Wednesday 6 November 2013

Problem Resolution Starts With You

Right so here it is, a message to all you T.V. watching, celebrity internet searching, pointless plastic crap shopping sloths.



Oh wait a moment, to make you feel more at home how about a few adverts, what would you like? Perhaps some slimming pills to counteract that fat gut and ass you have developed sucking in all those mind numbing T.V. rays. Mind you that would require you to wrap those plump sausage fingers around a  a plastic bottle and get past the child proof lock. No that wont do, you may break a bone or strain some cellulite and we would not want that. More your speed would probably be  lap band surgery ads, then you wont be able to stuff your face full of McDonalds as much while you are waiting for the break between Dancing With The Stars and Dose This Pinhead Have Any Talent.

One is left wondering how you oxygen thieving pricks even remember how to breath without being reminded.

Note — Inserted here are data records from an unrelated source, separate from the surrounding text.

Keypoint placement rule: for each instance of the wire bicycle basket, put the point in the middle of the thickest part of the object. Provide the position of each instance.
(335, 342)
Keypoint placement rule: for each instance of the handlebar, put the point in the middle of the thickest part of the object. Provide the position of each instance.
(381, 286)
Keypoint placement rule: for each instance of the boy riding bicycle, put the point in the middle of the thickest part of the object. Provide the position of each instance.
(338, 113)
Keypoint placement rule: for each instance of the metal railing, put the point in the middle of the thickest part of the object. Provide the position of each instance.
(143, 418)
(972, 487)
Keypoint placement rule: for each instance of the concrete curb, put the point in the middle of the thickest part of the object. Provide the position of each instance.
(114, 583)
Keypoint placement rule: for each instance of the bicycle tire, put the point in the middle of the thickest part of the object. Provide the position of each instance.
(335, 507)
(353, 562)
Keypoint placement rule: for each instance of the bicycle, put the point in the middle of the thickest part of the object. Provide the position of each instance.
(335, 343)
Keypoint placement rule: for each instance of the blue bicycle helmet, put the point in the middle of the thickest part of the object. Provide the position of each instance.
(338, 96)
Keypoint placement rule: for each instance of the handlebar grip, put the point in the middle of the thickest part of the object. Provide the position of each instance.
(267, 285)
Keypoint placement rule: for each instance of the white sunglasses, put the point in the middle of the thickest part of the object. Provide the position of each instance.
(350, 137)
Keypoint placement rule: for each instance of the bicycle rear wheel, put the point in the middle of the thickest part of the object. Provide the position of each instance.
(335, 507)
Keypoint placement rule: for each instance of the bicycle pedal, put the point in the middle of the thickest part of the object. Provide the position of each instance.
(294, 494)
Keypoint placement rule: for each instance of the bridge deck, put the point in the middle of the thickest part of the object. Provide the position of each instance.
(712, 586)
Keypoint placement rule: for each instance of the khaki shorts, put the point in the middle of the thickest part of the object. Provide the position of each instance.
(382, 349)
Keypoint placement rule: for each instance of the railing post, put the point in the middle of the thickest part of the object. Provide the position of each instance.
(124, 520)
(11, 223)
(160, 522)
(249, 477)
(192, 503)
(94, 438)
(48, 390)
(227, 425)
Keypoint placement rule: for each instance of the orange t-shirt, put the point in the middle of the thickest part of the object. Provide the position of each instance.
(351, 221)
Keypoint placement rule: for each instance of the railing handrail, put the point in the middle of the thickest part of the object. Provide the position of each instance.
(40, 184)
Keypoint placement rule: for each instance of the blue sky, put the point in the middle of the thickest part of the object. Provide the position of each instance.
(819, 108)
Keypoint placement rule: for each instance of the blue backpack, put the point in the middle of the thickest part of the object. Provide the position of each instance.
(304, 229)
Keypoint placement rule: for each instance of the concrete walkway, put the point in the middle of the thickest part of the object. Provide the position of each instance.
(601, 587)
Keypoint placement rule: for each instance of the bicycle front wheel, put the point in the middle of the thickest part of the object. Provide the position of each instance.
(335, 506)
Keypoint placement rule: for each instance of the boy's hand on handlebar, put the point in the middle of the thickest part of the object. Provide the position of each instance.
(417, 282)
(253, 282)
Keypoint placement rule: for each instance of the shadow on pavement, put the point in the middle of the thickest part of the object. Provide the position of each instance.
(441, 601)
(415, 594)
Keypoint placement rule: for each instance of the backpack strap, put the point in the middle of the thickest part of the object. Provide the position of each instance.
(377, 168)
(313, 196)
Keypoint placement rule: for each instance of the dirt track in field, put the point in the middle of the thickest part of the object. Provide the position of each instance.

I know many of you opinion jockeys are going to be a little disturbed by this politically incorrect rant but you need to hear it. Our environment is going to hell in a hand basket while you sip lattes and talk about the misadventures of some bullshit celebrity that you know next to nothing of substance about. You are sold on the delusion that your life has meaning beyond the 9 to 5 slavery, that your value is determined by all the the junk you collect, oh and that junk. How you must have it, fill your house to the brim with shit you don't really need that will break just in time for you to go buy more. Then too many of you halfwits can not understand how mindless shopping is destroying our planet, as you throw more shit away to another landfill and another and another.

You people are the problem.

But take heart as you roll off to the fridge for another Twinkie, or aspartame laced beverage, you are not alone. We must not forget the solve the worlds problems with good thoughts dip shits. Go on think real hard you might just end the war in Syria.............. Still waiting.............. Nope. I thought you might actually do it this time. What the fuck is up with you tools, do you actually think you fart rainbows and hatch unicorns. Here is a hot tip, if you really want to make a difference get off your unicorn riding backsides, head out into the real world and physically do something about the symptoms you are surrounded by. Or sit at home and think about fairies  telling yourself you are making a difference.

You are also the problem.

Our society is not going to magically fix itself, and no matter how many times you vote shit wont change for the better of our collective species. I voted for that guy last time and nothing changed, I am going to vote for this guy, oh nothing changed, perhaps back to that guy. This guy, that guy, this guy........ How many fucking times people, how many?